Le président de l’Assemblée peut soumettre une proposition de loi au Conseil d’état, qui rend un avis."

Où est le problème?

"Europe

La nouvelle adhésion d’un Etat à l’Union européenne est soumise soit à référendum, soit à approbation des 3/5e du Parlement réuni en Congrès.

Participation des citoyens

Création d’un défenseur des Droits, nommé pour 6 ans par le président de la République, qui recueille les «réclamations» des personnes s’estimant lésées par un service public. Ses pouvoirs seront définis ultérieurement par la loi.

Un référendum d’initiative populaire peut être organisé à par 1/5e des membres du Parlement, soutenus par 1/10e des électeurs.

Le Conseil économique et social pourra être saisi par le biais d’une pétition citoyenne. Il avise ensuite le Gouvernement et le chef de l’Etat.
Tout citoyen peut saisir le Conseil constitutionnel, après que le Conseil d’Etat ou la Cour de Cassation l’a jugé utile."

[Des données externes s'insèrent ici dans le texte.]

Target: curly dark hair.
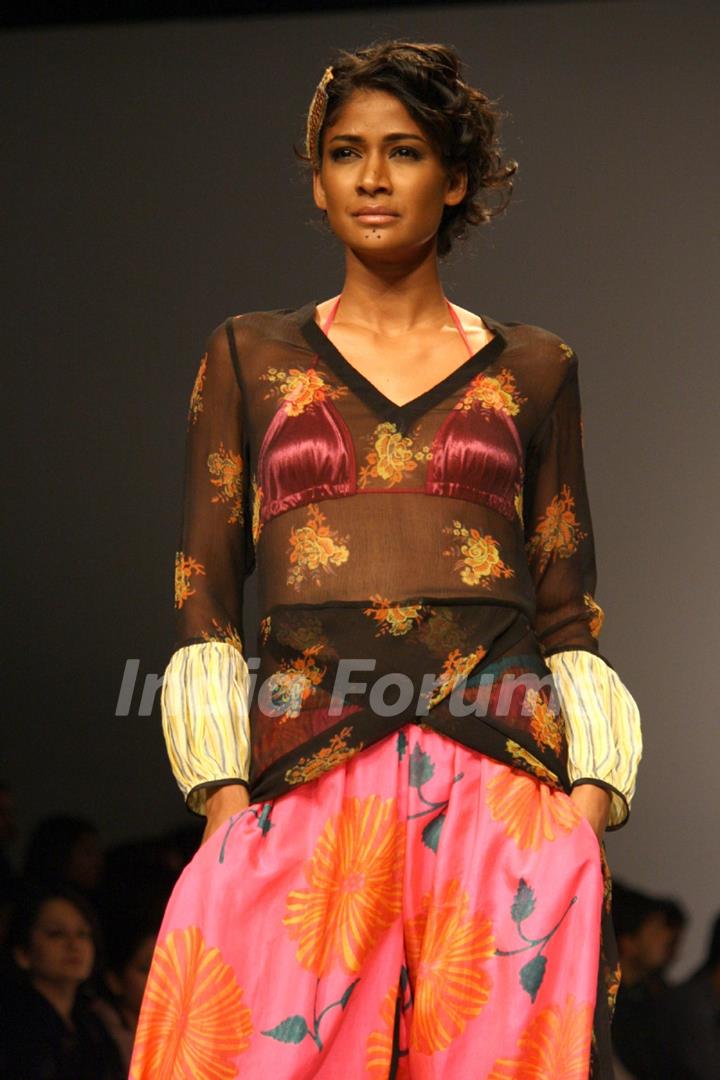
[295,39,518,258]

Excellent, si ça ce n'est pas une avancée significative du Droit des personnes face aux institutions toutes puissantes ...

"Principes

Reconnaissance de l’appartenance des langues régionales au patrimoine de la Nation, égal accès des femmes et des hommes aux responsabilités professionnelles et sociales. Enfin, la loi garantit les expressions pluralistes des opinions et la participation équitable des partis et groupements politiques à la vie démocratique de la Nation."

Pareillement, Bayrou devrait-être plutôt content en prime.